The Federal Communications Commission (FCC) recommended the following steps to reduce your exposure to mobile threats:

  1. Set PINs and Passwords—The first line of defense is setting a password or PIN to access your device, then configure it to lock after being idle for two minutes or less. Also, devices that support SIM cards should use the SIM password capability.
  2. Do Not Modify Built-In Security Features—Jailbreaking, rooting or tampering with your device’s factory settings increases the risk of compromise.
  3. Back up and Secure Data—Frequently back up your device’s stored data to enable its recovery if your device were lost, stolen or erased.
  4. Only Install Apps from Trusted Sources—Research apps prior to installing them to ensure they are legitimate. You can do this by checking reviews and the app store, and comparing the app developer’s official website to confirm they are consistent.
  5. Understand App Permissions Before Accepting—Think twice before granting an app access to data or functions on your device. Also, always check the privacy settings for each app prior to installation.
  6. Install Security Apps that Enable Remote Location and Wiping—Most devices, either as an app or system function, have the ability to remotely locate and erase all settings and data. The “Find My iPhone” app for iOS and “Locate My Droid” app for
  7. Install System Updates when Released—Doing so when prompted will reduce the risk of exposure to known malware and cyber threats.
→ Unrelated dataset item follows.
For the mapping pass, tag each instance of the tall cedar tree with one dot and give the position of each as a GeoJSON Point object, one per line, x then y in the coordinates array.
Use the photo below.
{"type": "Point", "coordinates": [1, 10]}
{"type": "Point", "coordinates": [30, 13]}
  8. Beware of Open Wi-Fi Networks—Data transmitted on unencrypted Wi-Fi networks can be viewed by anyone connected to the same network. If you are not asked to enter a key when attempting to connect to the network, it is not secure, so use your company’s VPN or such apps as HotSpot Shield (available for both iOS and Android).
  9. Wipe Data Prior to Donating, Selling or Recycling Old Devices—In order to keep sensitive information private, data should be completely erased, and the device reset to its initial factory settings, prior to disposal.
  10. Report Stolen Devices—The major wireless service providers established a stolen phone database, in coordination with the FCC. You should report your phone as stolen to your local law enforcement and inform your wireless provider. This will prevent your stolen phone from being activated on any wireless network.

Following these best practices can reduce your exposure to mobile threats and will protect private and sensitive data.